One important part of Putin’s interview that should not be overlooked affects relations among nationalities. He spoke about deploying troops “only for people’s protection.” And then he said, “Our militaries are brothers in arms, friends. I am sure that Ukrainian and Russian soldiers will be on the same side of the barricade.” (RiaNovosti, en.ria.ru, March 4)

Regardless of how one evaluates or interprets this remark, it shows clearly that Putin is mindful of the national question in Ukraine and is trying to undercut Russian chauvinism — part of which he created — that is being promoted in the capitalist press and probably by Russian nationalists in Ukraine.

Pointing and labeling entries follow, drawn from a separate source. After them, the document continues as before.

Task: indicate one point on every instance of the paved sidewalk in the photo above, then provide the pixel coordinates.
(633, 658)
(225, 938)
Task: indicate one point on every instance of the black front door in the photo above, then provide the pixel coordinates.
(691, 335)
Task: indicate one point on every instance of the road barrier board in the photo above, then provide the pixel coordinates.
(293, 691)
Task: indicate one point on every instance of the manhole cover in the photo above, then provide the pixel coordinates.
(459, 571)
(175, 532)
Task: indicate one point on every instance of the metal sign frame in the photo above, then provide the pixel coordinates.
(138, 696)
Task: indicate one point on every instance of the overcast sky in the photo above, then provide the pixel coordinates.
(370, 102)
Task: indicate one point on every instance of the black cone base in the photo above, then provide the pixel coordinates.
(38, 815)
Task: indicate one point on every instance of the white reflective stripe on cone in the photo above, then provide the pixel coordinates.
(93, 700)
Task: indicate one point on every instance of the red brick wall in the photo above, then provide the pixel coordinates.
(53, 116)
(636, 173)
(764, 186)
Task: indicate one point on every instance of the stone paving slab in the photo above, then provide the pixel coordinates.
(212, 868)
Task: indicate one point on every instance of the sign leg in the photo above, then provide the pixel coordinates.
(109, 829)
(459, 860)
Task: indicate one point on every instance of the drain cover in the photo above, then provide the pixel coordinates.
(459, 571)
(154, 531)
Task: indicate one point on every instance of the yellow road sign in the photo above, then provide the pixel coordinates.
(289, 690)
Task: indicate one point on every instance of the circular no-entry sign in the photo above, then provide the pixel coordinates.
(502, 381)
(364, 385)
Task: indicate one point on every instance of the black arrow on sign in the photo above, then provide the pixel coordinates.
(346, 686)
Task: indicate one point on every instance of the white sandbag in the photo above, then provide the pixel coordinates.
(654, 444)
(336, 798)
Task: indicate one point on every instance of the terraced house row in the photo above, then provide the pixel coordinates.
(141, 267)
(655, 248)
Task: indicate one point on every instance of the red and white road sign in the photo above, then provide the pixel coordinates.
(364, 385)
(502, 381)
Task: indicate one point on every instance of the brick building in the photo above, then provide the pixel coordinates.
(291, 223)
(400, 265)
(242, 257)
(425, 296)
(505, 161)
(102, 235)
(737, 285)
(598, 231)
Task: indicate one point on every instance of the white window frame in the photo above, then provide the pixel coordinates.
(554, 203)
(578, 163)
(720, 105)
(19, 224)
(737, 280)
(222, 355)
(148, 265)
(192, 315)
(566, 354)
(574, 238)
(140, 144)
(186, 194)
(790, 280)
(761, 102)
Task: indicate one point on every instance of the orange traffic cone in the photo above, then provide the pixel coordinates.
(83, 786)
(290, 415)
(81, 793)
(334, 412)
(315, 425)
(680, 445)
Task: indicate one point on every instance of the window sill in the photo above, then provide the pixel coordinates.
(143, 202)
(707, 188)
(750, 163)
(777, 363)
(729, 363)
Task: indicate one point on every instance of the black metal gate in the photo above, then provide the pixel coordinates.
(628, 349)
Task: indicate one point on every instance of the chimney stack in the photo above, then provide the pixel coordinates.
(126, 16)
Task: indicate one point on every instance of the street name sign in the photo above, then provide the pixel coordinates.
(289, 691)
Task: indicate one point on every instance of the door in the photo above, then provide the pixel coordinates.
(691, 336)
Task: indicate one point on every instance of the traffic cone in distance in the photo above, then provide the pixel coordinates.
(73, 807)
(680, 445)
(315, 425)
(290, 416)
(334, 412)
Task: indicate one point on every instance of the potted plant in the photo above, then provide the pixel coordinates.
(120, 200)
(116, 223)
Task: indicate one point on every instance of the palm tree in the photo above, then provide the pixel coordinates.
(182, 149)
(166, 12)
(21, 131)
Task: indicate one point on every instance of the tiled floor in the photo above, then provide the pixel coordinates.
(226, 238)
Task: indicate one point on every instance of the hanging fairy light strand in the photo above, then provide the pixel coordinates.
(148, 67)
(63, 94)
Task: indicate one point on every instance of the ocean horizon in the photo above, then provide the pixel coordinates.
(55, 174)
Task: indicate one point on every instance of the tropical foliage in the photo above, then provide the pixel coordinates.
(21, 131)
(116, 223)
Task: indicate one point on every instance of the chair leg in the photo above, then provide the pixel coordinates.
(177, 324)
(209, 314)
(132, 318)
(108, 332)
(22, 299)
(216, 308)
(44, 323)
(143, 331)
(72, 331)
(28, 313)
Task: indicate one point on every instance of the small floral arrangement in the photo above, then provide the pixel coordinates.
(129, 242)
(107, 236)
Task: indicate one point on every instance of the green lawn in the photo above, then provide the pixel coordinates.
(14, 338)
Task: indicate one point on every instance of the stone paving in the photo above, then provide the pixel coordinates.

It reminds all progressive and revolutionary forces that they should do all within their power not to fall into the trap of expressing politics in terms of Russians versus Ukrainians. What is needed is to promote solidarity between the two nationalities against the Western imperialists who want to take over the country and to oppose all the oligarchs in Ukraine, regardless of their political alignment, while fighting for a working-class position of internationalism and against capitalism itself.

While the present situation must make such solidarity difficult, it cannot be avoided. For now, it may take the Russian troop presence to at least partially reverse the present victory of Western imperialism. But in the long run, the solidarity of the workers of all nationalities in Ukraine is the only guarantee of victory in this crucial struggle.

Fred Goldstein is the author of “Low-Wage Capitalism” and “Capitalism at a Dead End,” which has been translated into Spanish as “El capitalismo en un callejón sin salida.”